# Overview¶

This page describes the basics of Yeadon’s inertia model. It is expected that the user of this package has read Yeadon’s 1990 papers, especially Yeadon 1990-ii. There are four related papers, identified by numerals i-iv.

Here is a summary of his four papers:

- i: motivation, conceptual description of joints, obtaining orientation angles from film
- ii: modeling human geometry using stadium solids
- iii: inertia transforms and angular momentum of the stadium solids
- iv: simulation verification

The Measurements page in this documentation describes the particularly relevant parts of paper ii, while the Configuration page does the same for paper iv.

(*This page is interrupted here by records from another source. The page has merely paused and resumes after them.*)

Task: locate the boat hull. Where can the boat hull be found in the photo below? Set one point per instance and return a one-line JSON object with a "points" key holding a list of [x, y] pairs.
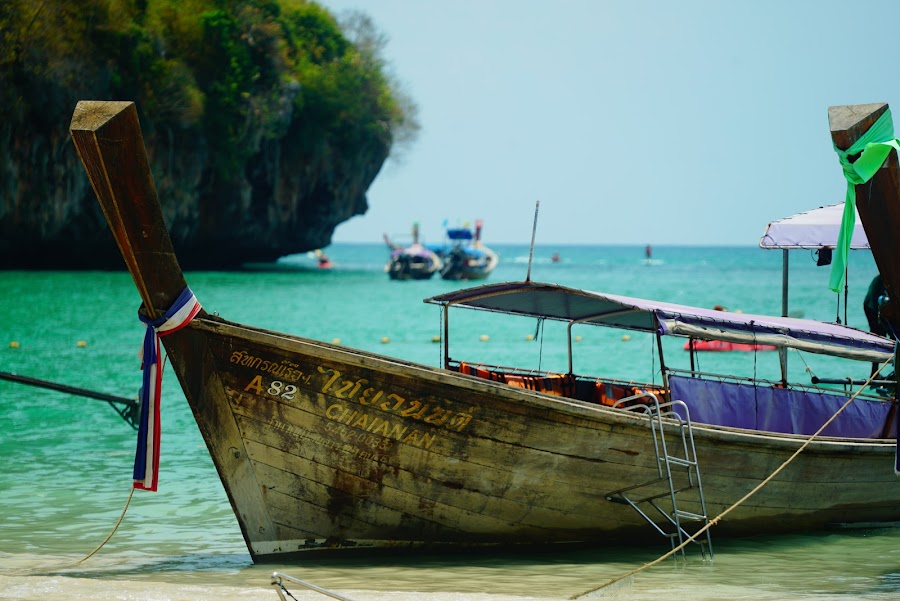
{"points": [[324, 449]]}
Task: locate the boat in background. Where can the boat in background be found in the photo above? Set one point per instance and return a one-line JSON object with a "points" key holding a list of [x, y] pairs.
{"points": [[413, 262], [322, 260], [465, 257], [327, 449]]}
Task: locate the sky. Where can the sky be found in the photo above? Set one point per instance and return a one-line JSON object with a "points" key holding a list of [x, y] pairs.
{"points": [[690, 122]]}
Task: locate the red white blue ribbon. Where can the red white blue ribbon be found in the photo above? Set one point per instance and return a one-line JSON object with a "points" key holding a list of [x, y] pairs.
{"points": [[146, 459]]}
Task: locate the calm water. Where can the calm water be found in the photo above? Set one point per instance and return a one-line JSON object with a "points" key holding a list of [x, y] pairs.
{"points": [[67, 460]]}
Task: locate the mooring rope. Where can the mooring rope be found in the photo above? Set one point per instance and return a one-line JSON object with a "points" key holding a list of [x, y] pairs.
{"points": [[127, 501], [740, 501], [116, 527]]}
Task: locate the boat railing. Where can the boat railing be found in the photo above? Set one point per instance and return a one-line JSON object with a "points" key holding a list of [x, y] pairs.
{"points": [[814, 385], [278, 580]]}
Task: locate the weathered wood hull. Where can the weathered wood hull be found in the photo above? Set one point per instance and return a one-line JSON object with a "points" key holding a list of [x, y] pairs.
{"points": [[325, 448], [321, 447]]}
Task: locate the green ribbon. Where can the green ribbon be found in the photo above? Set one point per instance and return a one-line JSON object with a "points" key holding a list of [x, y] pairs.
{"points": [[874, 146]]}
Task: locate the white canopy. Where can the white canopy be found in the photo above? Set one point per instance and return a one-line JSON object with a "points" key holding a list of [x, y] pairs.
{"points": [[817, 228]]}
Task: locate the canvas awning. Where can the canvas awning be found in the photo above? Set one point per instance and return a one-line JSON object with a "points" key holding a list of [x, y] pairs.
{"points": [[561, 303], [813, 229]]}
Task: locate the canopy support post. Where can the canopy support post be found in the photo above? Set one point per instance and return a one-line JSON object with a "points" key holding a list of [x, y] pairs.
{"points": [[782, 351]]}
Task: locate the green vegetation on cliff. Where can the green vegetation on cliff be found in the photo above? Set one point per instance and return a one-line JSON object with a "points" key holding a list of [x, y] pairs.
{"points": [[252, 92]]}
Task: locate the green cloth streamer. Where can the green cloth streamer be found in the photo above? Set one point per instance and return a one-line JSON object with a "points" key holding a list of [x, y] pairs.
{"points": [[875, 146]]}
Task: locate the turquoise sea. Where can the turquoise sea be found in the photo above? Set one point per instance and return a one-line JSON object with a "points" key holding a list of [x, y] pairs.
{"points": [[66, 460]]}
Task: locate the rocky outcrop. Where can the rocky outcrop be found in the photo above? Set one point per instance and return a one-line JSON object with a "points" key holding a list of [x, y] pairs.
{"points": [[267, 171], [285, 202]]}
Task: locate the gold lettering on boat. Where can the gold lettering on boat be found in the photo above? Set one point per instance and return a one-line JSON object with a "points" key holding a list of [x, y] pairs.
{"points": [[355, 389], [283, 370]]}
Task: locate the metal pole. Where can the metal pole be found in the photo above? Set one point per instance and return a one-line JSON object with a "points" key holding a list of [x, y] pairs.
{"points": [[537, 205]]}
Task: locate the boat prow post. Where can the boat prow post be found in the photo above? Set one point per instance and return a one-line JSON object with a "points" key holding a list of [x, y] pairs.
{"points": [[108, 138], [878, 201]]}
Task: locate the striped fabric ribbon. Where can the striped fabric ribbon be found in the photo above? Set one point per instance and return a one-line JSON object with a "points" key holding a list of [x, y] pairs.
{"points": [[146, 460]]}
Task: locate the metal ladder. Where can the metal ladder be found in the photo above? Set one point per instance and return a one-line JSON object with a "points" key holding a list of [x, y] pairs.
{"points": [[662, 419]]}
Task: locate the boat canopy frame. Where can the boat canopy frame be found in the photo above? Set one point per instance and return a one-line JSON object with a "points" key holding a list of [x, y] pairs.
{"points": [[576, 306]]}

Yeadon models a human using 39 stadium solids and 1 semi-ellipsoid (for the head). These 40 solids make up 11 rigid body segments, which are connected to each other via joints (e.g., the knee). This relatively simple geometry allows for one to swiftly calculate quantities relevant for dynamics. These quantities are mass, center of mass positions, and inertia tensors. These quantities can be obtained in the global reference frame, or in the local frame of a segment or solid.

One can use this package to incorporate a human into equations of motion, though this endeavor is left to the user. The package does not deal at all with angular momentum (the topic of paper iii).

There are a few differences between Yeadon’s model described in his publications and the model implemented in this package. Here are some of the bigger ones:

- In Yeadon’s model, the global frame of the human is defined in a complicated way that depends on the configuration of the human. In this package, the global frame does not depend on the configuration.
- In Yeadon’s model, the orientation of the legs are related to each other, so that there are less degrees of freedom than there are joint angles (generalized coordinates). No joint angles are coupled in this package.
- Yeadon provides the option of formulating the model with additional joints for the feet and hands. Here, the feet and hands are rigid parts of the legs and forearms, respectively.
- Yeadon labels the
*solids*with indices starting from 1 (s1 is the first solid), while this package indexes the solids from 0 (s0 is the first solid). The labels for the*segments*(e.g. A1, J1, etc.) are unchanged. - Both packages allow making the model symmetric (averaging both the two arms and the two legs), but do so in different ways. We average the input measurements for the limbs, and then proceed to compute masses, center of mass positions, and inertia tensors with these averaged measurements. Yeadon, however, enforces symmetry by averaging these three quantities as the last step (the measurements across limbs are not averaged).